Careful Words

charge (n.)

charge (v.)

charge (adv.)

"Charge, Chester, charge! on, Stanley, on!"

Were the last words of Marmion.

Sir Walter Scott (1771-1832): Marmion. Canto vi. Stanza 32.

O shame! where is thy blush? Rebellions hell,

If thou canst mutine in a matron's bones,

To flaming youth let virtue be as wax,

And melt in her own fire: proclaim no shame

When the compulsive ardour gives the charge,

Since frost itself as actively doth burn,

And reason panders will.

William Shakespeare (1564-1616): Hamlet. Act iii.
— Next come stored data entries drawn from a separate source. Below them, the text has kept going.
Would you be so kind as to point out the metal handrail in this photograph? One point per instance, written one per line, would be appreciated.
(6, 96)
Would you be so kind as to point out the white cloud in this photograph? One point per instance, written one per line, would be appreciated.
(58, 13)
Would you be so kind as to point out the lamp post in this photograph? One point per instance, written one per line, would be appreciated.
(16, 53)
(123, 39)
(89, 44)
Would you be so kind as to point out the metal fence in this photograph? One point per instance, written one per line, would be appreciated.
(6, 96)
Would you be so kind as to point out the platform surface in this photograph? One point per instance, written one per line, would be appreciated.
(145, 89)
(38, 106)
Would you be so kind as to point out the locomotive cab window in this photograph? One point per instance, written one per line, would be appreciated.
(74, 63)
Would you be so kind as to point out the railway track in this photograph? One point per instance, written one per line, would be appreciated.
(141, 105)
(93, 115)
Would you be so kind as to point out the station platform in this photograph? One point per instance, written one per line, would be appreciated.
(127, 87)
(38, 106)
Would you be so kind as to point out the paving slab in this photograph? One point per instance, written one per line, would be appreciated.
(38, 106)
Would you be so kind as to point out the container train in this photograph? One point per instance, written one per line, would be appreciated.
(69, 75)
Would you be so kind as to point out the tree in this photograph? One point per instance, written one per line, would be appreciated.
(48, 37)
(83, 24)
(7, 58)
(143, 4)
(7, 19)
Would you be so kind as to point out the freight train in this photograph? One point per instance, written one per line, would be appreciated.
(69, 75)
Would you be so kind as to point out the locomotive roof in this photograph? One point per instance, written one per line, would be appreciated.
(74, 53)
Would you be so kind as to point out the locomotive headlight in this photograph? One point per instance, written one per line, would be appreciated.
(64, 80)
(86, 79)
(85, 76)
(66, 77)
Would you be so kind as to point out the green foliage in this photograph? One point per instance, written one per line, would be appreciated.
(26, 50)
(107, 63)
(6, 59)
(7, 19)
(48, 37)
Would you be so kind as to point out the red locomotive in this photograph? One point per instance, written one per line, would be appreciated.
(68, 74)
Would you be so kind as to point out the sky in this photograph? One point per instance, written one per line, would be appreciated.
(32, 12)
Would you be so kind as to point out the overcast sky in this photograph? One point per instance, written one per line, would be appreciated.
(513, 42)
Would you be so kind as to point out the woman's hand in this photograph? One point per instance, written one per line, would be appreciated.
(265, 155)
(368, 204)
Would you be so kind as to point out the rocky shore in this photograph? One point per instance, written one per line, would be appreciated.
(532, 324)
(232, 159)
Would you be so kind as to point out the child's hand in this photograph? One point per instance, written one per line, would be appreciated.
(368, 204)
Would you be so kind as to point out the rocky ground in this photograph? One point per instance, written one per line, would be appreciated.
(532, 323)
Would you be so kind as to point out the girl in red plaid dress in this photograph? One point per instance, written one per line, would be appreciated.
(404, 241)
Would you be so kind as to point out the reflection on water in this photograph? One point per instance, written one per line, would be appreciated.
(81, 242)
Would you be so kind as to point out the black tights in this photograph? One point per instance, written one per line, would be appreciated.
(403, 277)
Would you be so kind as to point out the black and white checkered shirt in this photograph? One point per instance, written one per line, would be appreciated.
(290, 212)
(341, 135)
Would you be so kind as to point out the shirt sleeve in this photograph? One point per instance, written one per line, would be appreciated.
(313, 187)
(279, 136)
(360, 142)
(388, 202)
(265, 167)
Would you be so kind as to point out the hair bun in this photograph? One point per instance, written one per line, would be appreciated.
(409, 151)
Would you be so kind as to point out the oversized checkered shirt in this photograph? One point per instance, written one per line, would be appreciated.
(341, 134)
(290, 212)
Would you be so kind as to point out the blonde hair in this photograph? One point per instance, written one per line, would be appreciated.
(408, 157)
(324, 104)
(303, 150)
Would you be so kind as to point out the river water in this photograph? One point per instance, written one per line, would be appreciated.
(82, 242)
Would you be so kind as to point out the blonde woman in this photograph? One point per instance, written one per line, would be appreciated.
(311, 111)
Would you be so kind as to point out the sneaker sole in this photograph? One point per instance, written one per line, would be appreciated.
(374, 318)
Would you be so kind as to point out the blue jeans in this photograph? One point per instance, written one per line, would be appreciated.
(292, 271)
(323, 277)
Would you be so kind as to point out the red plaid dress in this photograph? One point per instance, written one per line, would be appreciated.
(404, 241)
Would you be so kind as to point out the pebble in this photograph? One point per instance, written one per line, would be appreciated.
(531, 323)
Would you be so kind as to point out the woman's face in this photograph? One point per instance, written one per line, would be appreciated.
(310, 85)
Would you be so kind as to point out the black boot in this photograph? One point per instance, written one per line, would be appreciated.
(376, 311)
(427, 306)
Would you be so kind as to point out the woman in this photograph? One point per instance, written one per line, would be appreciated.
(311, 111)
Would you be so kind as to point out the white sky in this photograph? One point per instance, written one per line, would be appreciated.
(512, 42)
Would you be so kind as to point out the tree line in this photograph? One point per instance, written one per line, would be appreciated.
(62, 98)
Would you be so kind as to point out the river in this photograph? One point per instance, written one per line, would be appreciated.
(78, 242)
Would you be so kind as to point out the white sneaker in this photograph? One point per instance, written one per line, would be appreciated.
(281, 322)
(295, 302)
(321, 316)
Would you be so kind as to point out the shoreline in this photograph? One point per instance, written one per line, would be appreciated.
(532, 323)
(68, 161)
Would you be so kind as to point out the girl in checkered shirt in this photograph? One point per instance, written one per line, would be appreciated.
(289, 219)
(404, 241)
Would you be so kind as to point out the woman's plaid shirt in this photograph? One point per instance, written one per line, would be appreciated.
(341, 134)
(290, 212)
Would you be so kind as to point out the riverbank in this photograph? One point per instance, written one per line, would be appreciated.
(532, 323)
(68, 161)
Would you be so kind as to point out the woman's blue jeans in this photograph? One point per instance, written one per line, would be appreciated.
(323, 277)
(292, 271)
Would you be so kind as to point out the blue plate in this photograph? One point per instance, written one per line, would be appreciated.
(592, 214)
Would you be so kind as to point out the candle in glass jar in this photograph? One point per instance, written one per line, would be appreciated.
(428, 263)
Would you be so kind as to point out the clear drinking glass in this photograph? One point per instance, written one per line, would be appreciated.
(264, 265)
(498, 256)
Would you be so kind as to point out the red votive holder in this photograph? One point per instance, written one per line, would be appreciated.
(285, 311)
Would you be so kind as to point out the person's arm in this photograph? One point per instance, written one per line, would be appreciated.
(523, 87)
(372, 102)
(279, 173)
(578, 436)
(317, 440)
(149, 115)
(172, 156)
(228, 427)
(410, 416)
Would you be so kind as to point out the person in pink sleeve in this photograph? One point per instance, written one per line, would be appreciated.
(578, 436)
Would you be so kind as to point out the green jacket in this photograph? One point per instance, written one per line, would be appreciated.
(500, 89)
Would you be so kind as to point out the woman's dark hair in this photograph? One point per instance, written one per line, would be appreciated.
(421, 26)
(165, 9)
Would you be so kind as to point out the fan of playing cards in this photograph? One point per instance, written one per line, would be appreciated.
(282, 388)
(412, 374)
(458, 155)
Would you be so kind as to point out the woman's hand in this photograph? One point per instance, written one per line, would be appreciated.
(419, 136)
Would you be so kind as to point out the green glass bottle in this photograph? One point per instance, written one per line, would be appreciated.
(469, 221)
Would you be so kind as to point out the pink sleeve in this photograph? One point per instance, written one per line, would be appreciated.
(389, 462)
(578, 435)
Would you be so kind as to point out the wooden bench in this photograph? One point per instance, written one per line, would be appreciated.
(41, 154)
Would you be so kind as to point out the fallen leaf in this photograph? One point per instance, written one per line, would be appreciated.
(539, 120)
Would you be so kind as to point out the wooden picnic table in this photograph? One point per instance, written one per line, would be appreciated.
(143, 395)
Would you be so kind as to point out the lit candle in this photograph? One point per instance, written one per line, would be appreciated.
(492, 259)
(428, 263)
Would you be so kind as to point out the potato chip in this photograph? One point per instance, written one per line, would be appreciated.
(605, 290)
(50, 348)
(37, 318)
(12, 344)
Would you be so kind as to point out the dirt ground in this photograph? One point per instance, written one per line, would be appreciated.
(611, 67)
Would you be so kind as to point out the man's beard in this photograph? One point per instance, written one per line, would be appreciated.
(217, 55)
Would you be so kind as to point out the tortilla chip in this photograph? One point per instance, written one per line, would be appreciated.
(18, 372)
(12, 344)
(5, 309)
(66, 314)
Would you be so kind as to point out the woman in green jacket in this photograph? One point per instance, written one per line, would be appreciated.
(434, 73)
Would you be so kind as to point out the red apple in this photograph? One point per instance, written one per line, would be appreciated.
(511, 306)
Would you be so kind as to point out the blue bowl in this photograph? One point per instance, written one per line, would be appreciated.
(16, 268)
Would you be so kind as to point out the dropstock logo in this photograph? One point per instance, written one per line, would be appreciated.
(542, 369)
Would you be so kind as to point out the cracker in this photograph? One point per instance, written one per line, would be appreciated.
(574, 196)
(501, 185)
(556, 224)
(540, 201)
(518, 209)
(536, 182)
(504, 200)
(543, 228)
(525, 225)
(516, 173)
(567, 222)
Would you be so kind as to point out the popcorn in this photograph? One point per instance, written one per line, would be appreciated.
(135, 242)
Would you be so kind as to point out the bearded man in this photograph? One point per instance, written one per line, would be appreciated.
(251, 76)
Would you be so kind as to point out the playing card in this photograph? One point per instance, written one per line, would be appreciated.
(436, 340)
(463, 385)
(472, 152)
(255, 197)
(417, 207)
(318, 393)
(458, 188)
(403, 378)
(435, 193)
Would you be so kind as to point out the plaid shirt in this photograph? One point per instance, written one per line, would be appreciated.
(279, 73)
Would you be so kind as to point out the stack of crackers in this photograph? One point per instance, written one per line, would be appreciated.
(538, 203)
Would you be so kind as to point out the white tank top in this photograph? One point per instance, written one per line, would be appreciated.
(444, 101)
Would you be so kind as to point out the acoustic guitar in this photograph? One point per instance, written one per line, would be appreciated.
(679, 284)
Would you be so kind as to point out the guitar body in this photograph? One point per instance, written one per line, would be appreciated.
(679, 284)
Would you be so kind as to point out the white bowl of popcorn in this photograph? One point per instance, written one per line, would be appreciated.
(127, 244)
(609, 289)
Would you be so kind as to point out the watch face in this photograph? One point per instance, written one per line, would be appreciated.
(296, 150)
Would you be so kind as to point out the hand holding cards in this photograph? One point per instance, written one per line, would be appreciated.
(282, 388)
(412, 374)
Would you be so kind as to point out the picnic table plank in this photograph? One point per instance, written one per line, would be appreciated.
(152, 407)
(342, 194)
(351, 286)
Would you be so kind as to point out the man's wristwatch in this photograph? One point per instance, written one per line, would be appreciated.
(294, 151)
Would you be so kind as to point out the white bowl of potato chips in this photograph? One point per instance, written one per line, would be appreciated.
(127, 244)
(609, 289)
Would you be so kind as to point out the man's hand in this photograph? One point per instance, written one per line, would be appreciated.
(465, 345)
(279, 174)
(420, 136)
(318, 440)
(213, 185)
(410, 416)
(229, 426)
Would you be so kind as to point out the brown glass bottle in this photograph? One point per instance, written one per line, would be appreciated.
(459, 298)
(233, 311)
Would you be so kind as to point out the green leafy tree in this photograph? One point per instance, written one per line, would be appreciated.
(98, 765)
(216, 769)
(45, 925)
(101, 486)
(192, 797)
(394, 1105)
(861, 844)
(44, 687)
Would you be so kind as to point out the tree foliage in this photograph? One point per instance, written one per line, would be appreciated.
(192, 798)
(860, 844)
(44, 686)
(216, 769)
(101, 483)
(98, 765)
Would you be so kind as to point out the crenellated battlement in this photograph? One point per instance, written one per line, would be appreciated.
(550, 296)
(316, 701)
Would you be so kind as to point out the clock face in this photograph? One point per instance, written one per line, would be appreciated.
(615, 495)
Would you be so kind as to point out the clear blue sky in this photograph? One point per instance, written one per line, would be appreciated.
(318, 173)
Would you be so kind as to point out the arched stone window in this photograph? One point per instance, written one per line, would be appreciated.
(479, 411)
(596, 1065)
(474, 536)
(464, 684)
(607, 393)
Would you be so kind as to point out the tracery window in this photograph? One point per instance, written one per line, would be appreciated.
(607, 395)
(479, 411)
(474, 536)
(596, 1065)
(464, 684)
Sc. 4.

Who so shall telle a tale after a man,

He moste reherse, as neighe as ever he can,

Everich word, if it be in his charge,

All speke he never so rudely and so large;

Or elles he moste tellen his tale untrewe,

Or feinen thinges, or finden wordes newe.

Geoffrey Chaucer (1328-1400): Canterbury Tales. Prologue. Line 733.

And raw in fields the rude militia swarms,

Mouths without hands; maintain'd at vast expense,

In peace a charge, in war a weak defence;

Stout once a month they march, a blustering band,

And ever but in times of need at hand.

John Dryden (1631-1701): Cymon and Iphigenia. Line 400.

The charge is prepar'd, the lawyers are met,

The judges all ranged,—a terrible show!

John Gay (1688-1732): The Beggar's Opera. Act iii. Sc. 2.

A charge to keep I have,

A God to glorify;

A never dying soul to save,

And fit it for the sky.

Charles Wesley: Christian Fidelity.

The combat deepens. On, ye brave,

Who rush to glory or the grave!

Wave, Munich! all thy banners wave,

And charge with all thy chivalry!

Thomas Campbell (1777-1844): Hohenlinden.